Cette communication sera faite aussi à l'homme de confiance
intéressé. Elle sera faite également au prisonnier de guerre et
dans une langue qu'il comprenne, si le jugement n'a pas été
prononcé en sa présence. De plus, la Puissance détentrice
communiquera immédiatement à la Puissance protectrice la
décision du prisonnier de guerre d'user ou non de ses droits de
recours.
En outre, en cas de condamnation devenue
définitive et, s'il s'agit de la peine de mort, en cas de
condamnation prononcée en première instance, la Puissance
détentrice adressera, aussitôt que possible, à la Puissance
protectrice, une communication détaillée contenant :
1) le texte exact du jugement ;
2) un rapport résumé de l'instruction et des
débats, soulignant en particulier les éléments de l'accusation
et de la défense ;
3) l'indication, le cas échéant, de
l'établissement où sera purgée la peine.
Les communications prévues aux alinéas
précédents seront faites à la Puissance protectrice à l'adresse
qu'elle aura fait connaître au préalable à la Puissance
détentrice.
ARTICLE 108. - Les peines prononcées contre
les prisonniers de guerre en vertu de jugements régulièrement
devenus exécutoires seront purgées dans les mêmes établissements
et dans les mêmes conditions que pour les membres des forces
armées de la Puissance détentrice. Ces conditions seront dans
tous les cas conformes aux exigences de l'hygiène et de
l'humanité.
Une prisonnière de guerre contre laquelle une
telle peine aura été prononcée sera placée dans des locaux
séparés et sera soumise à la surveillance de femmes.

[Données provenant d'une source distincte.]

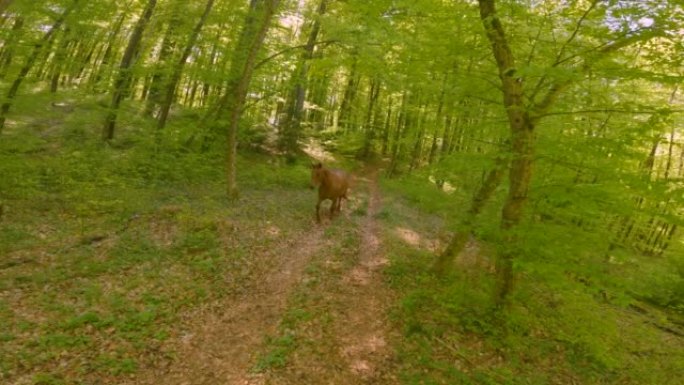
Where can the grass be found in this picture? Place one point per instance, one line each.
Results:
(103, 247)
(556, 331)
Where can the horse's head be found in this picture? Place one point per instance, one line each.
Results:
(316, 175)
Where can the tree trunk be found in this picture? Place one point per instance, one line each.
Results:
(374, 93)
(444, 261)
(160, 77)
(521, 128)
(37, 50)
(8, 46)
(172, 83)
(291, 129)
(249, 43)
(123, 78)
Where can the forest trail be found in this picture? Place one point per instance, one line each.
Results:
(346, 341)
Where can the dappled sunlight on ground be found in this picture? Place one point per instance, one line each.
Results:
(418, 241)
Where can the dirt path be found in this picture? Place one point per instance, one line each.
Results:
(364, 330)
(225, 336)
(344, 338)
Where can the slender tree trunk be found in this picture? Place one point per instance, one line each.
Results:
(37, 50)
(4, 4)
(242, 66)
(444, 262)
(386, 129)
(59, 61)
(374, 93)
(108, 53)
(170, 88)
(668, 165)
(8, 46)
(344, 117)
(123, 79)
(522, 140)
(161, 74)
(291, 130)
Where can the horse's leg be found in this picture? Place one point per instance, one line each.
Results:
(332, 207)
(318, 216)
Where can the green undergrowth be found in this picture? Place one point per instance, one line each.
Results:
(559, 329)
(306, 336)
(104, 246)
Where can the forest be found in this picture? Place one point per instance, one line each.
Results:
(514, 214)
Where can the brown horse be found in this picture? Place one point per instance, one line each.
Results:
(332, 184)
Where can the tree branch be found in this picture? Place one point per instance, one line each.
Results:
(288, 49)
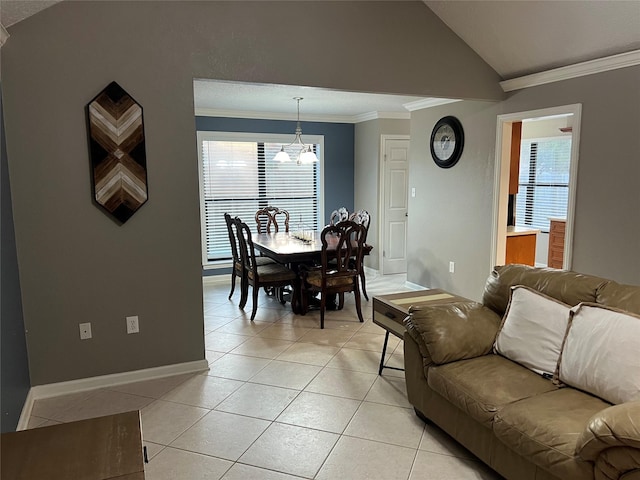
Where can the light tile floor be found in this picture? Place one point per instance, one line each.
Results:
(281, 400)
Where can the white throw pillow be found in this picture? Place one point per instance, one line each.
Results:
(601, 354)
(532, 330)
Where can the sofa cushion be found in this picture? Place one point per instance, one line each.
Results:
(545, 428)
(600, 353)
(532, 330)
(454, 331)
(568, 287)
(482, 386)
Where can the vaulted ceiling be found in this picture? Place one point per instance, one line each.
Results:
(514, 37)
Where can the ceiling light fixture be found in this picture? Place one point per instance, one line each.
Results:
(305, 154)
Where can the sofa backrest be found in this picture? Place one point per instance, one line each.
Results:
(568, 287)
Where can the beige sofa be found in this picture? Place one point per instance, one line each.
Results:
(522, 424)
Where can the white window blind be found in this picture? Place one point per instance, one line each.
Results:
(544, 181)
(240, 177)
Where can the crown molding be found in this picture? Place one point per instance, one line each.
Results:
(365, 117)
(429, 103)
(582, 69)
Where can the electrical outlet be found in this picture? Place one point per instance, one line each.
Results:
(85, 331)
(132, 325)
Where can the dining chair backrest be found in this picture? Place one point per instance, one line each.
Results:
(233, 239)
(267, 219)
(247, 250)
(339, 215)
(341, 243)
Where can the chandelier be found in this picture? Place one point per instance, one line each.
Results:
(305, 153)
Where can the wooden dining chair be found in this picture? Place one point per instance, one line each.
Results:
(271, 275)
(337, 274)
(362, 217)
(238, 266)
(267, 219)
(339, 215)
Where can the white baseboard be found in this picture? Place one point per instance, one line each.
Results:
(217, 279)
(83, 384)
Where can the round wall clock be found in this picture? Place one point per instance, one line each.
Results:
(447, 141)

En tout cas, les prisonniers de guerre
condamnés à une peine privative de liberté resteront au bénéfice
des dispositions des articles 78 et 126 de la présente
Convention. En outre, ils seront autorisés à recevoir et à
expédier de la correspondance, à recevoir au moins un colis de
secours par mois et à prendre régulièrement de l'exercice en
plein air ; ils recevront les soins médicaux nécessités par leur
état de santé ainsi que l'aide spirituelle qu'ils pourraient
désirer. Les punitions qui devraient leur être infligées seront
conformes aux dispositions de l'article 87, troisième alinéa.
TITRE IV. FIN DE LA CAPTIVITE
SECTION I. RAPATRIEMENT DIRECT ET
HOSPITALISATION EN PAYS NEUTRE
ARTICLE 109. - Les Parties au conflit seront
tenues, sous réserve du troisième alinéa du présent article, de
renvoyer dans leur pays, sans égard au nombre ni au grade et
après les avoir mis en état d'être transportés, les prisonniers
de guerre grands malades et grands blessés, conformément au
premier alinéa de l'article suivant.
Pendant la durée des hostilités, les Parties
au conflit s'efforceront, avec le concours des Puissances
neutres intéressées, d'organiser l'hospitalisation en pays
neutre des prisonniers blessés ou malades visés par le deuxième
alinéa de l'article suivant ; elles pourront, en outre, conclure
des accords en vue du rapatriement direct ou de l'internement en
pays neutre des prisonniers valides ayant subi une longue
captivité.
Aucun prisonnier de guerre blessé ou malade
prévu pour le rapatriement aux termes du premier alinéa du
présent article ne pourra être rapatrié contre sa volonté
pendant les hostilités.
ARTICLE 110. - Seront rapatriés directement :
1) les blessés et les malades incurables,
dont l'aptitude intellectuelle ou physique paraît avoir subi une
diminution considérable ;
2) les blessés et les malades qui, d'après
les prévisions médicales, ne sont pas susceptibles de guérison
dans l'espace d'une année, dont l'état exige un traitement et
dont l'aptitude intellectuelle ou physique paraît avoir subi une
diminution considérable ;
3) les blessés et les malades guéris dont
l'aptitude intellectuelle ou physique paraît avoir subi une
diminution considérable et permanente.